The uplands entry-level stewardship, which is the successor to the hill farm allowance, has now been introduced and recognises the role of upland farmers in shaping some of our most iconic areas, while better targeting funding for the delivery of those environmental and landscape benefits. If we achieve the maximum uptake on uplands ELS, that will take funding to £31 million per year. I understand that interest is in line with expectations. Some 1,800 applications have been received and 1,200 agreements are now in place. In response to a question from the noble Lord, Lord Greaves, I tell him that the area of eligible land is more than 200,000 hectares—nearly 40 per cent of England's target for uptake by March 2011. I say to my noble friend Lady Byford that we recognise that there would be an impact on farmers if the payment ceased to be half-yearly and became yearly, and I assure her that we will look at that.
Lastly, I will say a word or two about CAP reform, which is an important and very difficult matter that we will have to deal with in Europe over the next two years. We want to see a competitive, thriving and sustainable agricultural sector that is able to rise to the challenges and opportunities of the future. That means that we need genuine reform of the CAP to deliver good value for farmers, taxpayers, consumers and the environment. That will be difficult to achieve, but we are committed to working together with the European Commission, the other member states, the world of farming and all others to achieve reform of the CAP.
I conclude by saying that the rural areas of England, including the uplands and other more remote places, have been marginalised for too long. By forcing Whitehall to recognise and respect rural needs and interests, and by empowering rural citizens to solve their own problems, the Government believe that they will restore these prized national assets to their rightful place at the heart of our nation.
My Lords, I have time to make only two brief comments in response to the debate. First, I thank everyone who has taken part—particularly noble Lords who put quite a lot of flesh on the bones of what I initially set out to be a very broad and general introduction to the subject, rather than an attempt to cover everything. I am extremely grateful for the very high quality of the speeches of all those who took part, including the noble Lord, Lord Inglewood, who jumped rather rashly into the gap but seems to have survived. I thank everyone and hope that the record of this debate will be something that people, including the Government, can use in going forward with rural policy.
I particularly thank the Minister for his very comprehensive reply. I always thought that the little red book that he had in his pocket was the Companion.
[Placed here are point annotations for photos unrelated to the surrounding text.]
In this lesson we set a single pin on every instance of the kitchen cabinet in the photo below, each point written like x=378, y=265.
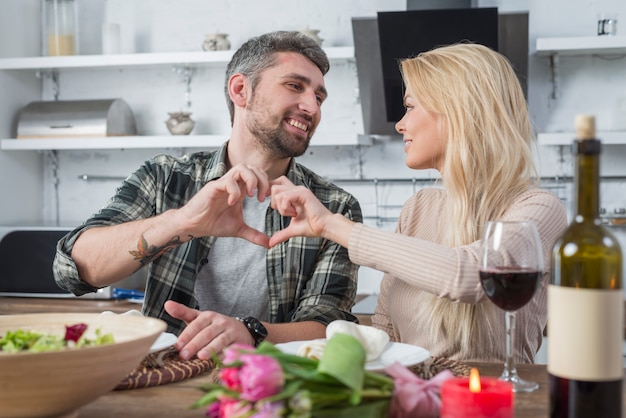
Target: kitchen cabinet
x=553, y=48
x=177, y=60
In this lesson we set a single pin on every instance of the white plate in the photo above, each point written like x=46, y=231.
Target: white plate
x=405, y=354
x=165, y=340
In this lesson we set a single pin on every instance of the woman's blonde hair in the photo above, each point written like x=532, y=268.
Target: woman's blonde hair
x=488, y=159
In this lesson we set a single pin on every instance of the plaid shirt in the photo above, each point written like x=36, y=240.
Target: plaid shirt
x=309, y=279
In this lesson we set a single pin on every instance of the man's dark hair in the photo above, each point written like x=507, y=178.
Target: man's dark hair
x=258, y=54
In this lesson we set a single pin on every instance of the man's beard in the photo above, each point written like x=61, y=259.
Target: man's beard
x=271, y=135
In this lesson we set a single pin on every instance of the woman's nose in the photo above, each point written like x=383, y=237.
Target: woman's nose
x=399, y=126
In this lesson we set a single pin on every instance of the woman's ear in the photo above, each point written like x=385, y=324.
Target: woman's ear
x=238, y=89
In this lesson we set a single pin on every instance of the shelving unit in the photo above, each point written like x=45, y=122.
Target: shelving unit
x=198, y=58
x=579, y=45
x=174, y=59
x=566, y=138
x=171, y=141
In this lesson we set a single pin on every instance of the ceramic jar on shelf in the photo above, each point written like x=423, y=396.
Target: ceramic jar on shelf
x=216, y=42
x=180, y=123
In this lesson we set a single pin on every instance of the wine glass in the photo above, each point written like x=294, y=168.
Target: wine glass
x=510, y=270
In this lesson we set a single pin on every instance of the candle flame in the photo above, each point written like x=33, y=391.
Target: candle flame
x=474, y=380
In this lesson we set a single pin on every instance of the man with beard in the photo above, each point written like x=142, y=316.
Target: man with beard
x=202, y=222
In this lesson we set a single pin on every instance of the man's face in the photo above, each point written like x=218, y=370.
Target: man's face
x=284, y=109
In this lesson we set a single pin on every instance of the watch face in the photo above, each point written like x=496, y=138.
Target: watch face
x=256, y=328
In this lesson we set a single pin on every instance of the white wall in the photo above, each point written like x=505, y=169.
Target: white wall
x=588, y=84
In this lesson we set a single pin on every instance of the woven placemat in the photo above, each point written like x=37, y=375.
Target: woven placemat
x=435, y=365
x=163, y=367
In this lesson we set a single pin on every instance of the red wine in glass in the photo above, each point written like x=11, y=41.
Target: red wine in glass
x=510, y=271
x=510, y=288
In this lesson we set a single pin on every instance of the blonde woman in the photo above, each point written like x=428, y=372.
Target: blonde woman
x=466, y=116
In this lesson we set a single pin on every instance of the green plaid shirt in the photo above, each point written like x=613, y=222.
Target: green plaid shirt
x=309, y=279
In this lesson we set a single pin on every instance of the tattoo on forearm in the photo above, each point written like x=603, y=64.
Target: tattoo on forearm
x=146, y=253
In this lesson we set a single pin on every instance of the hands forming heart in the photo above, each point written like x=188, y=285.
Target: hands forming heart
x=217, y=209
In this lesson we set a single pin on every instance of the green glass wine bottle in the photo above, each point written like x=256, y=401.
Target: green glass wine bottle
x=585, y=300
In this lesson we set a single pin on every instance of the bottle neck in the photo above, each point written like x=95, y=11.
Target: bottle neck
x=588, y=181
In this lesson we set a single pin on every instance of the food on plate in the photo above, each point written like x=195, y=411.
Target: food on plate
x=373, y=339
x=312, y=349
x=25, y=340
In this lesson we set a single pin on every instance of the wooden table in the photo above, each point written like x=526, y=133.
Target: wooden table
x=173, y=400
x=19, y=305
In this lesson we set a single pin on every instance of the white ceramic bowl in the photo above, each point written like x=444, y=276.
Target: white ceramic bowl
x=58, y=383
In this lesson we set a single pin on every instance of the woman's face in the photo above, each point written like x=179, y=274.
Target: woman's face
x=423, y=142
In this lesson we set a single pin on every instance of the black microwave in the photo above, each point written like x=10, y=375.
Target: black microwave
x=26, y=256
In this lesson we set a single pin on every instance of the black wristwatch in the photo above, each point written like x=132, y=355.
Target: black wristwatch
x=255, y=328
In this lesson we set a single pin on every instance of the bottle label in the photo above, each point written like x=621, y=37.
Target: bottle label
x=585, y=333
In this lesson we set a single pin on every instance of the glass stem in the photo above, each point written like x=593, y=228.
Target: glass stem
x=509, y=364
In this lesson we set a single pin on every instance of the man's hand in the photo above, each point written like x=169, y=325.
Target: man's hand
x=308, y=215
x=217, y=209
x=207, y=333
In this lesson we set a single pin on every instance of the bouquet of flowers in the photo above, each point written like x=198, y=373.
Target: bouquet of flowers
x=267, y=383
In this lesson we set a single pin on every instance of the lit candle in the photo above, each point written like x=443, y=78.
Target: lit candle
x=476, y=397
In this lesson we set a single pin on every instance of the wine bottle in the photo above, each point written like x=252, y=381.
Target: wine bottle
x=585, y=300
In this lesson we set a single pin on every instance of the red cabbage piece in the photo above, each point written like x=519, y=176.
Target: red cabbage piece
x=74, y=332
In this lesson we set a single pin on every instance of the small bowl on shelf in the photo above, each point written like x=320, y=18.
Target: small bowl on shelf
x=180, y=123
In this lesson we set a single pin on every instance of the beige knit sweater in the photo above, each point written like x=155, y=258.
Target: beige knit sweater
x=417, y=266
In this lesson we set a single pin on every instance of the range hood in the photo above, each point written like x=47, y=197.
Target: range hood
x=512, y=41
x=370, y=73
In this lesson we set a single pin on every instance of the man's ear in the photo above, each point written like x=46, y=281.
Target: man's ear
x=238, y=89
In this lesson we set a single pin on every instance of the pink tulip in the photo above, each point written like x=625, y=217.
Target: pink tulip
x=230, y=378
x=260, y=376
x=233, y=408
x=415, y=397
x=270, y=410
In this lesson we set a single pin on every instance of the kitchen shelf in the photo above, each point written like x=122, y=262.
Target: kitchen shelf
x=152, y=59
x=566, y=138
x=197, y=58
x=168, y=141
x=581, y=45
x=578, y=45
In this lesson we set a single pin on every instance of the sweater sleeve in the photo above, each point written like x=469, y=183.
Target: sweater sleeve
x=450, y=272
It turns out to be the Thoughts of Chairman Mao, so perhaps I shall become more adjusted to calling him my noble friend after all.
The other point that I want to make concerns advocacy.
I am sorry to interrupt my noble friend but the Deputy Speaker must put the Motion at 4.35 pm.
I have mentioned advocacy, so it is on the record as something that I shall want to take up in the future. I now only have time to beg leave to withdraw the Motion for Papers.